Terapię podjąłem w celu zdania sobie sprawy jakim problemem jest mój problem alkoholowy i jak zawładnął on moim życiem. Mam nadzieję, że dzięki terapii będę nie tylko potrafił odmówić napicia się, ale także będę umiał pominąć wszystkie wątki związane z alkoholem, walczyć z wyzwalaczami oraz, że będę potrafił planować czas w inny sposób niż do tej pory. Chciałbym zmienić swoje życie. Chciałbym zmienić swoją pracę. Mam w planach więcej czasu poświęcać rodzinie. Mam nadzieję poznać kobietę mojego życia, że założę z nią rodzinę oraz, że będę się spełniał doskonale w roli męża i ojca. Taki jest mój cel.
Jakie korzyści może Panu przynieść udział w terapii?
Najważniejsza korzyścią jaką przyniesie mi terapia będzie moje zdrowie nie tylko fizyczne, ale także umysłowe. Będę miał inny pogląd na świat. Zapewne spokojniejsza będzie też moja mama, która wiele wycierpiała przeze mnie.
Co może być trudne dla Pana w terapii?
Trudne w terapii zapewne będzie wracanie pamięcią w każdej pracy do sytuacji kiedy piłem. Niestety jest to nieuniknione by sumiennie napisać każdą pracę i zagłębić się w mój problem.

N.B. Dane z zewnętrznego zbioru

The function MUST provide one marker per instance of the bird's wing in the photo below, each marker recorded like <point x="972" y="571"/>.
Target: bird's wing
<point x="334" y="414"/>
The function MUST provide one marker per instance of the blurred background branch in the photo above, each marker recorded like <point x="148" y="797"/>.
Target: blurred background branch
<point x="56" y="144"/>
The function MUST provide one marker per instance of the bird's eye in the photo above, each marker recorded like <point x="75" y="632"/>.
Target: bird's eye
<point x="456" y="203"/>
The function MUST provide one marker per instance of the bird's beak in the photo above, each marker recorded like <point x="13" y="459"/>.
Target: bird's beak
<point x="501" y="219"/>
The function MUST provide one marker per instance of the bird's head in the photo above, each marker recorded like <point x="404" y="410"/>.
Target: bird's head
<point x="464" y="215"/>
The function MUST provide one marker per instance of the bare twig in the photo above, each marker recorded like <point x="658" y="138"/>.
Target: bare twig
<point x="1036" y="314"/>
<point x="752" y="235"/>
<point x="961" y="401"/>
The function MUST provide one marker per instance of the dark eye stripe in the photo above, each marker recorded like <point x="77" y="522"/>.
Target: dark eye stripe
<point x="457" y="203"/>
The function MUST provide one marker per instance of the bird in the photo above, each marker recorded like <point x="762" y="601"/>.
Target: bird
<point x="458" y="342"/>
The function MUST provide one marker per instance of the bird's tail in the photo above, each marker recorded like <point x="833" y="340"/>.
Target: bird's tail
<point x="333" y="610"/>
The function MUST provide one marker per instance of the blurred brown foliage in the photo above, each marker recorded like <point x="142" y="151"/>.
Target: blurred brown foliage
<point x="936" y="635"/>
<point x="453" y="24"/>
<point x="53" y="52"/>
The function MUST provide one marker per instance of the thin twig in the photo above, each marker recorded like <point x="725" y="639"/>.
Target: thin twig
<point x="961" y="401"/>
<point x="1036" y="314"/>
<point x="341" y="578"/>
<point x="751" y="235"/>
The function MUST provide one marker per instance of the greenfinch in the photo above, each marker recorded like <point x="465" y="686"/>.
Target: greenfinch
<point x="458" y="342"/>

Mam nadzieję, że nie wydarzy się nic co by mnie przełamało i, że będę sumiennie uczęszczał na terapię. Po zrobieniu pierwszego kroku i zapisaniu się jedyną przeszkodą jaka może się pojawić to warunki atmosferyczne w nadchodzącej zimie. Wiem! Nie czuję się wszechmocny, ale żyję nadzieją i mam pozytywne nastawienie do życia.
Czego się Pan obawia w związku z terapią?
Wszystkie czynności życiowe przeplatały się z alkoholem. Trudno będzie ich unikać. Trudno będzie też unikać wyzwalaczy. Obawą będzie też częste przypominanie sobie „jak to kiedyś było”. Mam nadzieję, że po terapii nie będę musiał sięgać do tych wspomnień.
W jaki sposób może Pan sobie poradzić z tymi wypisanymi powyżej trudnościami?
Muszę zdać sobie sprawę, że do wspomnień wracam tylko po to, aby napisać prace. Niestety z wyzwalaczami będzie trudniej, ponieważ w dużej mierze jest to siła wyższa np. leżąca puszka po piwie. Wyzwalacze, których będę mógł unikać zapewne będę unikał i pomijał szerokim łukiem.
Jakie ma Pan przemyślenia po napisaniu tej pracy?
Jest to moja pierwsza praca. Musiałem cofnąć się do niemiłych, przykrych wspomnień i sytuacji. Ciężko było mi przelać na papier to, co myślę. Być może podałem zbyt mało istotnych wątków.